Stephen D. Brookfield responds to the articles presented by Edith Gnanadass and Shantih E. Clemans discussing their interest and critiques on “Why White Instructors Should Explore Their White Racial Identity,” from ProLiteracy’s free online peer-reviewed research journal Adult Literacy Education: The International Journal of Literacy, Language, and Numeracy. The journal is published twice a year with research on adult basic and secondary education transitioning to higher education and career programs.
An excerpt of the article “Response to Edith Gnanadass and Shantih E. Clemans,” by Stephen D. Brookfield of the University of St. Thomas, is highlighted below.
I want to thank my two colleagues for engaging so passionately and accurately with my work, and for problematizing all the omissions and blindnesses I carry. Their critiques are spot on and add nuance and context to a “fast and furious” analysis! As a 70-year old who is currently battling his employer for his speaking out on institutional racism, I am aware that my time for action is limited. The perception of time slipping away certainly fuels a tendency to strip things down to essentials. So I love how these two critiques illustrate why questions of identity are best addressed in conversations between those representing as much intersectionality as can be arranged. One of my core beliefs as a teacher is that introducing the question of race in a predominantly white institution (and indeed in any context) is best accomplished by a multiracial teaching team. That’s pretty much the only way that all the complexities of racial identity can be addressed. And the context within which whiteness is named and critiqued is so crucial. Although my piece contains some broad strokes advice, I am quite prepared to reverse or contradict these if something about the situation requires me to experiment radically with methodology.
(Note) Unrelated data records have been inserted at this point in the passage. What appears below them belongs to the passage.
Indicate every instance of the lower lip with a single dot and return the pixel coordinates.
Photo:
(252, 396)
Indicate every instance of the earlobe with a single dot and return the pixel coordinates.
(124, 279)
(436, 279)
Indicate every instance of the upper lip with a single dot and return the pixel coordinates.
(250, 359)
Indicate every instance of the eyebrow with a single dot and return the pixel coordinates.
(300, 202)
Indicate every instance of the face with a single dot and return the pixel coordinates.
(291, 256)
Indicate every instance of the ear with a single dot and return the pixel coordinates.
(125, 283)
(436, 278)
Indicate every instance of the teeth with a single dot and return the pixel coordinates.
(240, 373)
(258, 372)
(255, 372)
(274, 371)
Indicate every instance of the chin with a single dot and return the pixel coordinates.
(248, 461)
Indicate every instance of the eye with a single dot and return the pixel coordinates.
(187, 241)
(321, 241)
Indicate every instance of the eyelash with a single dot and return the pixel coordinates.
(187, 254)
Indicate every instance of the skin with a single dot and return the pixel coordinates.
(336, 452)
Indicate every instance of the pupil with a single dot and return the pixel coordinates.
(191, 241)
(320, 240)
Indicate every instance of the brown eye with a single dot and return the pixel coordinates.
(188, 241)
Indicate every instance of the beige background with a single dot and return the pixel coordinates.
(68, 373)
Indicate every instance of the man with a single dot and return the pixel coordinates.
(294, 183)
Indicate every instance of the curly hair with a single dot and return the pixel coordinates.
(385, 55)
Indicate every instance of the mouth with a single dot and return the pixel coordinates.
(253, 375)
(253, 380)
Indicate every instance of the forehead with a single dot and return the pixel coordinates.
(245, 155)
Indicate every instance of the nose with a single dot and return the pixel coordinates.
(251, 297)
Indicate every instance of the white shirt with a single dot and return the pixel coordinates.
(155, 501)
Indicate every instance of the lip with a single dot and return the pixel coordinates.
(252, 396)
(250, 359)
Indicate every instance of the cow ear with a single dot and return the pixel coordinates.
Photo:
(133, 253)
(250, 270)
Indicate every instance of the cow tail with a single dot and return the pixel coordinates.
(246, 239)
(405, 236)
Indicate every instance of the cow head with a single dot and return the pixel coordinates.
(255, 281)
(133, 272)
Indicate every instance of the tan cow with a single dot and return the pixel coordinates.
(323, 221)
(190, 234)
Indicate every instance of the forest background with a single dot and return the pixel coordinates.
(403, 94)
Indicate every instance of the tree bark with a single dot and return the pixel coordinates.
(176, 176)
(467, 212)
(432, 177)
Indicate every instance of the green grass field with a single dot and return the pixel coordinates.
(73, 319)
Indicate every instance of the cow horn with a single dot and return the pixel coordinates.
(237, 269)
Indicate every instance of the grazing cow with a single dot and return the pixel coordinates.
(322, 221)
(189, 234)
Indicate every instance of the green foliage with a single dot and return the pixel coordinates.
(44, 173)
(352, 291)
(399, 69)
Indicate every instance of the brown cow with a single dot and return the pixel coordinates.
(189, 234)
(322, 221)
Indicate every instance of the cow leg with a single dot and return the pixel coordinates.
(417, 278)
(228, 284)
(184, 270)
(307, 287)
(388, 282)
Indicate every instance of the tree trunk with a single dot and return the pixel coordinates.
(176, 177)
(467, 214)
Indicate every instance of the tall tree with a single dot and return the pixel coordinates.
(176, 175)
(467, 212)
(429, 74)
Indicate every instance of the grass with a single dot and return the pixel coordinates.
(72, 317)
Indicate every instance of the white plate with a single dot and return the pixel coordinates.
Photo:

But, of course, as Edith Gnanadass so pertinently points out, a full explanation of structural inequities requires the permanent reality of intersectionality to be centered; otherwise “we as ABE researchers and practitioners, will once again default to centering whiteness and the white experience while pushing all other racial identities and experiences to the margins and reducing racial relations and racism to the “white-and” binary paradigm of race.” In fact, one of the ways that white supremacy maintains its power is by creating such a binary. The central idea of white supremacy is that only whiteness confers superior reasoning ability and calm, logical analysis, and that’s why whites should always be in the position of making decisions for the rest of the collective. Once that essentializing idea is challenged, decentered and displaced, then the structures based upon on it start to seem less automatically legitimate.